Ray began to threaten suicide. Worn down by his helplessness, Greenspan and Joy gave him an ultimatum: if he didn’t check into a hospital, Joy would file for divorce and Greenspan would leave the practice. Ray reluctantly agreed. He decided on Chestnut Lodge, which was then run by Dexter Jr., the founder’s grandson. Ray had read about the hospital in Joanne Greenberg’s bestselling 1964 autobiographical novel, I Never Promised You a Rose Garden, which tells the story of her treatment with Fromm-Reichmann. The book is a kind of ode to the power of psychoanalytic insight. “The symptoms and the sickness and the secrets have many reasons for being,” Greenberg, who had been diagnosed with schizophrenia, wrote. “If it were not so, we could give you a nice shot of this or that drug.” But, she wrote, “these symptoms are built of many needs and serve many purposes, and that is why getting them away makes so much suffering.”
* * *
RAY TOOK A leave of absence from his business and checked into the Lodge on January 2, 1979—a time of year, following the loneliness and forced joy of the holidays, when many psychiatric admissions occur. It was a damp, overcast day. Ray’s stepfather drove him up a road lined with white rocks, past fields dotted with garden gnomes. In the parking lot, carved wooden signs for each psychiatrist’s car gave “the overall effect of a row of crosses,” Ray observed. “Almost like a cemetery.” The building’s exterior was stately, but inside the floors were linoleum, and the windows were lined with iron bars. Ceiling lamps were covered in wire cages. In a loud and frantic voice, Ray told his stepfather, “I don’t care to stay here.” But his stepfather said he could not allow him to go home.

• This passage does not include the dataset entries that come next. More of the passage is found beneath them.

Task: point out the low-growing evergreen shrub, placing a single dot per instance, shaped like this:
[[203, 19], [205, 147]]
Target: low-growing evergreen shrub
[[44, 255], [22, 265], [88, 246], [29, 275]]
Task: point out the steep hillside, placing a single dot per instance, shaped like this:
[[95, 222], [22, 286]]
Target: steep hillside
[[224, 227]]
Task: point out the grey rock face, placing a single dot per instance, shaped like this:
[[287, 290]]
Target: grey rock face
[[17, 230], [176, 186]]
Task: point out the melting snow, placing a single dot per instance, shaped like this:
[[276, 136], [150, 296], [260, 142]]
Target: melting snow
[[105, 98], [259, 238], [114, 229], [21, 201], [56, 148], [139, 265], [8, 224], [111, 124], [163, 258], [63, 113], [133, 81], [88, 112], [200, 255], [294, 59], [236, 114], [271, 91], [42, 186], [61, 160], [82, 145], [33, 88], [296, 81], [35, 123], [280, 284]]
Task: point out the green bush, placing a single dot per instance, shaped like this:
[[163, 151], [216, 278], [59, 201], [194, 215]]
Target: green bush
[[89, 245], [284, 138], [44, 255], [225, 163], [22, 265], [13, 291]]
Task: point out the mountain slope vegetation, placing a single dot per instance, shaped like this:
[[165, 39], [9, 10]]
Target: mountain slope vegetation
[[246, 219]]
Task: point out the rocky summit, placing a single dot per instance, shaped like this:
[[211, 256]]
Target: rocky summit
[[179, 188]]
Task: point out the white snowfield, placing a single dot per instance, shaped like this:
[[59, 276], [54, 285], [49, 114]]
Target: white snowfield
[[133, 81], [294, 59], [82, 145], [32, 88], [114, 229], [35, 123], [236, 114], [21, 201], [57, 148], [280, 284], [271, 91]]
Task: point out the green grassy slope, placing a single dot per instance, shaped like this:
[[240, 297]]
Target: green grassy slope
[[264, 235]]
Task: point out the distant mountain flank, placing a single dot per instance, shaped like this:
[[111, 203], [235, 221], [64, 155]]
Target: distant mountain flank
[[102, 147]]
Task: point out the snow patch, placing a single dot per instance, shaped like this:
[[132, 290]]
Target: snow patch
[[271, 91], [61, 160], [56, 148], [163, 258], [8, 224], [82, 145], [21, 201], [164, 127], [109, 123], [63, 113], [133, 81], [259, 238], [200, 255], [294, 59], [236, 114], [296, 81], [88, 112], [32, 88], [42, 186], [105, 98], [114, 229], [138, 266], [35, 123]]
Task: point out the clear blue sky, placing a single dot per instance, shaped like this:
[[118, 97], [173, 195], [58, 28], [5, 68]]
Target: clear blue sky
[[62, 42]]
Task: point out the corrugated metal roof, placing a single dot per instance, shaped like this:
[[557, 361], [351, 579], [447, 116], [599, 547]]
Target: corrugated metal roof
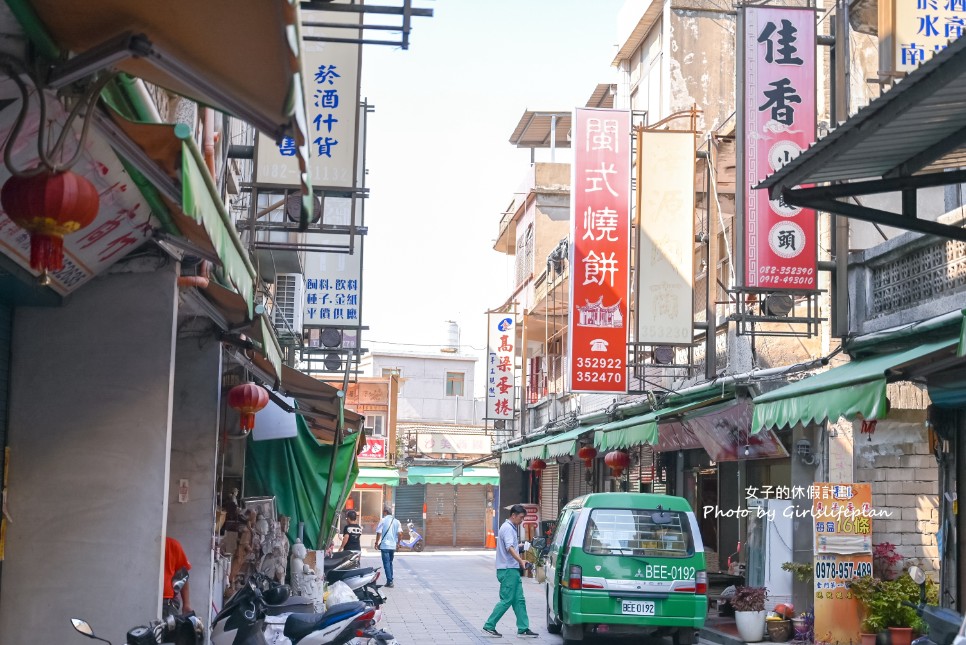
[[917, 126]]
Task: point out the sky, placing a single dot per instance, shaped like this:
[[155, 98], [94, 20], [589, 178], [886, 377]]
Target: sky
[[441, 170]]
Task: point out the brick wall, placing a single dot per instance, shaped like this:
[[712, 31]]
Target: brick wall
[[905, 481]]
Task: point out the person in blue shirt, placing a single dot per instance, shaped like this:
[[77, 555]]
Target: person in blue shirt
[[387, 538], [509, 565]]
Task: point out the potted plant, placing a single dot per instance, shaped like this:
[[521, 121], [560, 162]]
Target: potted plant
[[886, 608], [749, 604], [864, 588]]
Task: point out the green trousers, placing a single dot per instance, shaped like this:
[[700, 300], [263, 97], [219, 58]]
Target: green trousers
[[511, 595]]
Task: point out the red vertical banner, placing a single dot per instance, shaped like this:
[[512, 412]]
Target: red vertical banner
[[781, 241], [600, 198]]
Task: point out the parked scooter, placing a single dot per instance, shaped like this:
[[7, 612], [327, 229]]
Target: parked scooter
[[179, 630], [944, 624], [415, 541], [242, 621]]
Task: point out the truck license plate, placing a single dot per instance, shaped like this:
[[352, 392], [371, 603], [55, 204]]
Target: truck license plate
[[637, 607]]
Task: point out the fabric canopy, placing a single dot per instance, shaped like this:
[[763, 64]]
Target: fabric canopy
[[856, 388], [627, 432], [380, 476], [444, 475], [296, 472]]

Ray’s roommate, who was being treated for sexual perversions, told Ray that he was lucky: Manuel Ross, the psychoanalyst to whom Ray had been assigned, was considered one of the best analysts at the Lodge. Wiry, with a graying mustache and a widow’s peak, Ross had worked at the Lodge for sixteen years.
During Ray’s first few weeks of therapy, Ross tried to reassure him that his life was not over, but Ray would only “pull back and become more distant, become more repetitive,” Ross later told his colleagues. Hoping to improve Ray’s insight, Ross interrupted Ray when he became self-pitying. “Cut the shit!” he told him. When Ray described his life as a tragedy, Ross said, “None of this is tragic. You are not heroic enough to be tragic.”